6. Comparative Context and Limitations

Deliberate multi-stage stepwise critique and meta-critique—central to DeepCritic—surpass the capabilities of shallow LLM verifiers and establish new approaches for automated reasoning supervision. Comparison with Critic-CoT and CRITIC highlights that automatic distant supervision and external feedback mechanisms complement DeepCritic's deliberate protocol (Zheng et al., 29 Aug 2024, Gou et al., 2023). A distinctive insight is that critique-skill and task-solving ability are mutually reinforcing, consistent with monotonic positive correlation observed in related frameworks (Zheng et al., 29 Aug 2024).

Limitations include:

Small seed dataset and computational cost for SFT generation.
RL response truncation and step constraints due to computability.
Noisier Monte Carlo auto-annotations compared to expert human-labeled data.

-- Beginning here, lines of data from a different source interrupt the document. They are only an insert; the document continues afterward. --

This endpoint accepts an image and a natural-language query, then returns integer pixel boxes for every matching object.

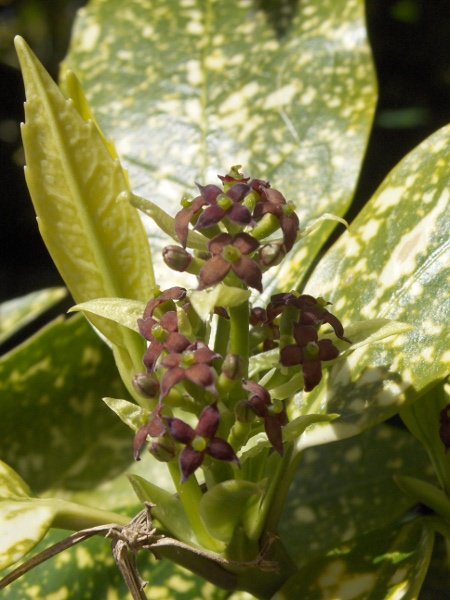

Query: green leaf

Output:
[128,476,198,545]
[0,315,133,492]
[199,479,265,542]
[69,298,146,343]
[2,531,227,600]
[400,383,450,497]
[0,288,67,344]
[16,37,154,393]
[103,398,149,431]
[273,520,434,600]
[279,423,434,568]
[299,126,450,439]
[65,0,376,292]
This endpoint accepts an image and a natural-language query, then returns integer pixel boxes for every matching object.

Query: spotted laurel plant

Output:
[0,0,450,600]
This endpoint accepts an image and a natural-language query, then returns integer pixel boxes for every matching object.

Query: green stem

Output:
[167,461,224,553]
[230,301,250,378]
[258,444,302,533]
[47,498,131,531]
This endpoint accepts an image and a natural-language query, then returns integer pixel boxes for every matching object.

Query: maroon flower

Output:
[194,183,252,229]
[160,342,221,402]
[242,379,288,456]
[280,323,339,392]
[198,233,262,292]
[134,405,167,460]
[253,185,299,252]
[439,404,450,454]
[165,403,240,483]
[138,310,191,372]
[267,293,352,344]
[143,286,186,319]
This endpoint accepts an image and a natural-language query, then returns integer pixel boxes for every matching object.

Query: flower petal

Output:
[179,446,205,484]
[160,367,186,402]
[194,204,225,229]
[233,233,259,255]
[227,204,252,225]
[231,256,263,292]
[195,402,220,440]
[302,358,322,392]
[280,344,305,367]
[318,340,339,360]
[208,233,233,256]
[206,438,241,466]
[198,256,231,290]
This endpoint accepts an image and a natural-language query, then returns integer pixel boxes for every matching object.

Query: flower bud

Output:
[133,373,159,398]
[148,436,176,462]
[163,246,192,272]
[259,241,286,268]
[234,400,256,423]
[222,354,245,381]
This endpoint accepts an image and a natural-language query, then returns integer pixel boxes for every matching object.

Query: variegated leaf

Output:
[16,37,154,393]
[294,126,450,443]
[0,315,133,493]
[65,0,376,290]
[0,288,67,344]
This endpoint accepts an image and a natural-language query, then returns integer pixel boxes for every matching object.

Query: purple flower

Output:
[253,185,299,252]
[198,233,262,292]
[280,323,339,392]
[160,342,221,402]
[138,311,191,372]
[242,379,288,456]
[165,403,240,483]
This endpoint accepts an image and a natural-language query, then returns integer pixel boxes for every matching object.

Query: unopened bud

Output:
[259,241,286,268]
[234,400,256,423]
[222,354,245,381]
[133,373,159,398]
[163,246,192,272]
[148,436,176,462]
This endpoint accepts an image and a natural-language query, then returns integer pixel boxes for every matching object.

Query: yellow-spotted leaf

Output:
[0,288,67,344]
[16,38,154,391]
[290,126,450,440]
[65,0,376,290]
[0,315,138,493]
[272,520,434,600]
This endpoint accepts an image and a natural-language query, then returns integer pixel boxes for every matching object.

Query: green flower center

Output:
[304,342,320,359]
[216,194,233,210]
[180,350,195,369]
[152,323,168,342]
[191,435,208,452]
[222,245,242,262]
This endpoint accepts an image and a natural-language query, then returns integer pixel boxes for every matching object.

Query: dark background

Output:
[0,0,450,302]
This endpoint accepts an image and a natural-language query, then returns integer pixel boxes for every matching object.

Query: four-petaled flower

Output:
[175,183,252,247]
[159,342,221,401]
[253,185,299,252]
[242,379,288,456]
[165,403,240,483]
[198,233,262,292]
[138,310,191,372]
[280,323,339,392]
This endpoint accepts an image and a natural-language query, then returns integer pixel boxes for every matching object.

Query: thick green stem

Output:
[230,301,250,377]
[48,498,131,531]
[167,461,224,553]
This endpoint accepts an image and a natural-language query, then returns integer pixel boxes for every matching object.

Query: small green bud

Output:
[259,241,286,268]
[148,436,176,462]
[163,246,192,273]
[234,400,256,423]
[222,354,245,381]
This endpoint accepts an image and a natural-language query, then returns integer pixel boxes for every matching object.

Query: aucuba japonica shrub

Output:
[0,0,450,600]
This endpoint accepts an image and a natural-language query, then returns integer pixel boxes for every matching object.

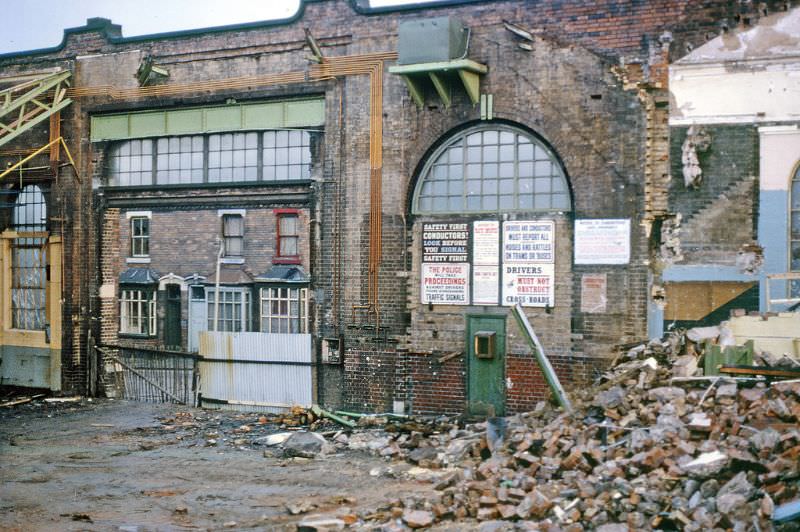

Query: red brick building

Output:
[0,0,788,413]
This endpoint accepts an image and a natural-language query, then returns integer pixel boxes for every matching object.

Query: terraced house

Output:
[0,0,800,414]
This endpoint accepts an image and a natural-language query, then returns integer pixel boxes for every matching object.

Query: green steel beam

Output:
[428,72,452,109]
[403,76,425,109]
[0,71,72,118]
[389,59,489,107]
[389,59,489,75]
[458,70,481,105]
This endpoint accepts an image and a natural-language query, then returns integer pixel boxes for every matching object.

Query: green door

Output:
[164,284,181,349]
[467,316,506,416]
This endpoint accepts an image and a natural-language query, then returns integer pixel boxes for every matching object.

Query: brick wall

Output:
[669,125,759,265]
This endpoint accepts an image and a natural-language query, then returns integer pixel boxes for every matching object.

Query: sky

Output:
[0,0,419,54]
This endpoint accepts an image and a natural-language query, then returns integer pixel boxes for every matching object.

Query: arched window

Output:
[412,124,570,214]
[789,164,800,297]
[11,185,47,330]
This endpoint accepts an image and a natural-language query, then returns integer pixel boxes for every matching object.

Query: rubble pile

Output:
[351,334,800,532]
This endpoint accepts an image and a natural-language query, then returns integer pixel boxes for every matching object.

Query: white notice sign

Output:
[575,218,631,264]
[472,264,500,305]
[503,264,555,307]
[503,220,555,264]
[472,221,500,265]
[422,263,469,305]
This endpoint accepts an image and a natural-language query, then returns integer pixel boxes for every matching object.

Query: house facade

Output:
[0,0,788,414]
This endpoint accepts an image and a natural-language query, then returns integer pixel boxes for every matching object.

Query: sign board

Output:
[503,264,555,307]
[422,263,469,305]
[422,223,469,263]
[503,220,555,264]
[575,218,631,264]
[581,273,608,314]
[472,264,500,305]
[472,221,500,265]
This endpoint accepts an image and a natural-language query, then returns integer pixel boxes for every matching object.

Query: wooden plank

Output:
[719,366,800,378]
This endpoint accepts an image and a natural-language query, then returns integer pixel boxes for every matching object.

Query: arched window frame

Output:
[412,122,572,216]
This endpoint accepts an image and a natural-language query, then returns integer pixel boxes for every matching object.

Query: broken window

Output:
[414,125,571,214]
[261,287,308,333]
[11,185,47,331]
[789,165,800,298]
[278,214,300,262]
[156,135,203,185]
[262,130,311,181]
[109,130,311,187]
[131,216,150,257]
[206,287,251,332]
[119,287,156,336]
[222,214,244,257]
[110,139,153,187]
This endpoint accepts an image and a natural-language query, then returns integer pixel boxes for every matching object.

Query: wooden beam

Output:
[428,72,452,108]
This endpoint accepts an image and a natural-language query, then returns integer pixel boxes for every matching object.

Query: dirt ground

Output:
[0,399,438,531]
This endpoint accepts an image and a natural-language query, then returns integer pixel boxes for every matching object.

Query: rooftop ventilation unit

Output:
[397,17,469,65]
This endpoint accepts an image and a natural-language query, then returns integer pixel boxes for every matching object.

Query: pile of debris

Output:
[318,334,800,532]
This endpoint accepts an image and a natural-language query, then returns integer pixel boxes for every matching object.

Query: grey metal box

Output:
[397,17,468,65]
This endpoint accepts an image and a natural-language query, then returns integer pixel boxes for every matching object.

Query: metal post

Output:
[214,238,225,332]
[511,303,572,413]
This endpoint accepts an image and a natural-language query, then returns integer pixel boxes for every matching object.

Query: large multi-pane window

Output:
[222,214,244,257]
[119,288,156,336]
[131,216,150,257]
[414,125,570,214]
[208,133,258,183]
[206,287,251,332]
[11,185,47,330]
[261,287,308,333]
[109,130,311,187]
[789,165,800,297]
[278,214,300,260]
[263,131,311,181]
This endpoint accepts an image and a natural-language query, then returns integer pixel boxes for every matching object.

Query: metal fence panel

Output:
[200,332,313,412]
[106,346,197,405]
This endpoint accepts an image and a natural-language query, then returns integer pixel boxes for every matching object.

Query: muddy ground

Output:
[0,399,438,531]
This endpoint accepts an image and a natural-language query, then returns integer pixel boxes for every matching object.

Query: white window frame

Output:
[205,285,253,332]
[130,216,152,258]
[119,287,158,336]
[259,285,308,334]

Future directions proposed:

Scaling seed-critique generation on more diverse problems.
Incorporating fine-grained reward signals (e.g., partial step credit).
Extension to multi-step critique loops and broader domains (code, commonsense).
Exploring advanced RL methods with KL regularization for stability.

A plausible implication is that deliberate critique frameworks like DeepCritic will generalize beyond math reasoning, enabling scalable, high-fidelity oversight across various reasoning and generative domains in LLMs.